How do I reset SecuritySpy's master password?
This is the password you set in the Preferences window for limiting access to settings and camera activation. The only way to reset this password is to erase SecuritySpy's preferences - unfortunately this will erase all settings and SecuritySpy will have to be set up again.
Firstly, if SecuritySpy is currently running, press cmd-alt-esc, choose SecuritySpy from the list in the window that pops up, and click the "Force Quit" button. This will force SecuritySpy to quit (it won't quit normally without the password). If you have enabled the option in the Preferences window to automatically restart SecuritySpy after a crash, it will open itself automatically again - hold down the cmd and alt keys before it loads. Otherwise, open SecuritySpy yourself while holding the cmd and alt keys. SecuritySpy will ask you if want to erase the preferences - click Yes.
Can SecuritySpy capture audio without video?
SecuritySpy is designed to capture video and audio together. However, a good solution for audio-only capture is to install our "dummy" video input components. Download the dummy video input components.
These components simulate video inputs, allowing you to capture movies with that have an audio track and a blank video track. The download expands to a folder called "Dummy Video Inputs" that contains 16 component files, allowing up to 16 dummy inputs. Copy one or more of these component files to the /Library/Components/ folder on your computer to install them. Quit and re-load SecuritySpy and it will automatically detect and use these extra video inputs.
Does SecuritySpy integrate with home automation systems?
How can I fix a damaged QuickTime movie file?
Although SecuritySpy has features to minimise the chance of data corruption, if there is a power cut during recording there is a chance that this will damage the movie files that are currently being captured.
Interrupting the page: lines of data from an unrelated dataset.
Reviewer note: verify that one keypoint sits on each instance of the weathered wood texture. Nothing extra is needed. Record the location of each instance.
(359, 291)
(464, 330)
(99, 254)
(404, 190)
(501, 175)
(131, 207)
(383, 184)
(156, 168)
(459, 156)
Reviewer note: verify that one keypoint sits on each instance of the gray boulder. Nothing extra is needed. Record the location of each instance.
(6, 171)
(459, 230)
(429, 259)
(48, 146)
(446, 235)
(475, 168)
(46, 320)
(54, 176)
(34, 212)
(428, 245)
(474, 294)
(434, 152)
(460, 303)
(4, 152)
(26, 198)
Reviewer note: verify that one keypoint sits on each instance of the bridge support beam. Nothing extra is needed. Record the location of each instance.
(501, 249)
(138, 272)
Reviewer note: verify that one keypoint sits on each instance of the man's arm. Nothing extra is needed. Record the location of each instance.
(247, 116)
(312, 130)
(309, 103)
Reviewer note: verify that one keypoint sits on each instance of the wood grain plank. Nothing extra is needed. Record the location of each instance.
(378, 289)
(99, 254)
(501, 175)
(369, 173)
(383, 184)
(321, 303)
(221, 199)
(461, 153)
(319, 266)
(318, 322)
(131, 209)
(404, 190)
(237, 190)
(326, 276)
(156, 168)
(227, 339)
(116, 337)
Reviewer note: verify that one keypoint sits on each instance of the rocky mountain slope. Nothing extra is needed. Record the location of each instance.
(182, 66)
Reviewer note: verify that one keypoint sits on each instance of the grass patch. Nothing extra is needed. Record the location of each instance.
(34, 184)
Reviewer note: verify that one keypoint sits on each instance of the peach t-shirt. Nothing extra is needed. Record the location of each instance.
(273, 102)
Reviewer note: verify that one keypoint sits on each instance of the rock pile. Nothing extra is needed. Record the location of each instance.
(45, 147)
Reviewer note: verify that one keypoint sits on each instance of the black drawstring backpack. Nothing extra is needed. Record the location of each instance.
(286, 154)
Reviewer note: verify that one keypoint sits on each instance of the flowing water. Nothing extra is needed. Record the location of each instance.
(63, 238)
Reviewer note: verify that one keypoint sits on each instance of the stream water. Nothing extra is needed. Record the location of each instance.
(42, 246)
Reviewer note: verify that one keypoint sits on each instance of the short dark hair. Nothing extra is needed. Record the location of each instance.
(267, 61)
In this case you can try our Movie Fixer utility software to try to fix the damaged QuickTime movie files.
Can I run SecuritySpy on a headless Mac?
Yes, though without a monitor, the Mac will most likely turn off its video hardware acceleration, which can have a big negative impact upon performance, especially with any of SecuritySpy's video windows open. Therefore, we would strongly recommend attaching a dummy monitor adaptor ("dongle"), that fools your Mac into thinking there is a real monitor attached. If your Mac has an HDMI port, a suitable dongle is the CompuLab Display Emulator, or for a Mac with a Thunderbolt or Mini DisplayPort, you can use the NewerTech Headless Mac Video Accelerator (or you can build one yourself).